There have been many requests for 3D face shield headbands. Many of them are used by USU students at the Sim Center and at multidisciplinary laboratories, as well as by staff, patients, and faculty. They are available for everyone to use. The headband for the face shield was modified from another available online model and that model has been used by people all over the world, but the original model is still available.

“We simply modified it for our use so a three-hole punch can be utilized with a shield to fit the headband,” she said.

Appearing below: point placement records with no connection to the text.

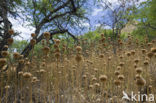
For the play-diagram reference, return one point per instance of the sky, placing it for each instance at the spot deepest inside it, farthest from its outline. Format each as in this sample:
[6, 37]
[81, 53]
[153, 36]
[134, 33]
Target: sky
[25, 31]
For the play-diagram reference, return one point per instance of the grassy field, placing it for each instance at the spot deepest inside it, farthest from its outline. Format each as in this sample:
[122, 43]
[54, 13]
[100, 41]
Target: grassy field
[92, 74]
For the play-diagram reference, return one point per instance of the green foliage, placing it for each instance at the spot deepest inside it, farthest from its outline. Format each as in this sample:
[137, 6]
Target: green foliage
[147, 20]
[18, 45]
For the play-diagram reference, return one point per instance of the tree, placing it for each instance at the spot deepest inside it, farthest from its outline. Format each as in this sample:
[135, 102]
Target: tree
[7, 8]
[55, 16]
[119, 15]
[146, 17]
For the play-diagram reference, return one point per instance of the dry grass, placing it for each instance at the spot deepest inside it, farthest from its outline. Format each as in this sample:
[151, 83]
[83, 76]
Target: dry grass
[93, 75]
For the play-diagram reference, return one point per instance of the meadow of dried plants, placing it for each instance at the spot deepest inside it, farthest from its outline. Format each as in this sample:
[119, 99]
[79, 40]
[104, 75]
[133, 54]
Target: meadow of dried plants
[89, 72]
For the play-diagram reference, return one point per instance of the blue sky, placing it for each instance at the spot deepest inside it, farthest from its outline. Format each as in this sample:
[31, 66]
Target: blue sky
[95, 16]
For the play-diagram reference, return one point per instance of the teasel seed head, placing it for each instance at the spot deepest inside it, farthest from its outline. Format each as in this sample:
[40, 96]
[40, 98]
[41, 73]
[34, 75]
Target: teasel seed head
[140, 81]
[117, 72]
[139, 70]
[143, 51]
[57, 55]
[32, 42]
[117, 82]
[46, 35]
[146, 62]
[97, 85]
[46, 50]
[121, 77]
[4, 53]
[16, 55]
[21, 61]
[42, 71]
[121, 64]
[11, 31]
[10, 41]
[3, 61]
[20, 73]
[5, 47]
[78, 58]
[78, 48]
[103, 78]
[7, 87]
[136, 61]
[101, 55]
[33, 35]
[153, 50]
[27, 75]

There’s a lot of research involved in 3D printing to see what works and what doesn’t. Research will continue on these models and others so that users will have a better idea of the efficacy of these products. Weissbrod hopes that she can continue researching and producing items. “We’ll have a base knowledge that we can start with and know at what level these products are appropriately used and then how we can perhaps use them going forward.

“There are a lot of talented people out there in the world who could be great assets in developing and creating products for use. Already, they’re providing many different solutions to the challenges posed by the COVID-19 pandemic,” she said. “It’s very exciting to participate in and watch this growth.”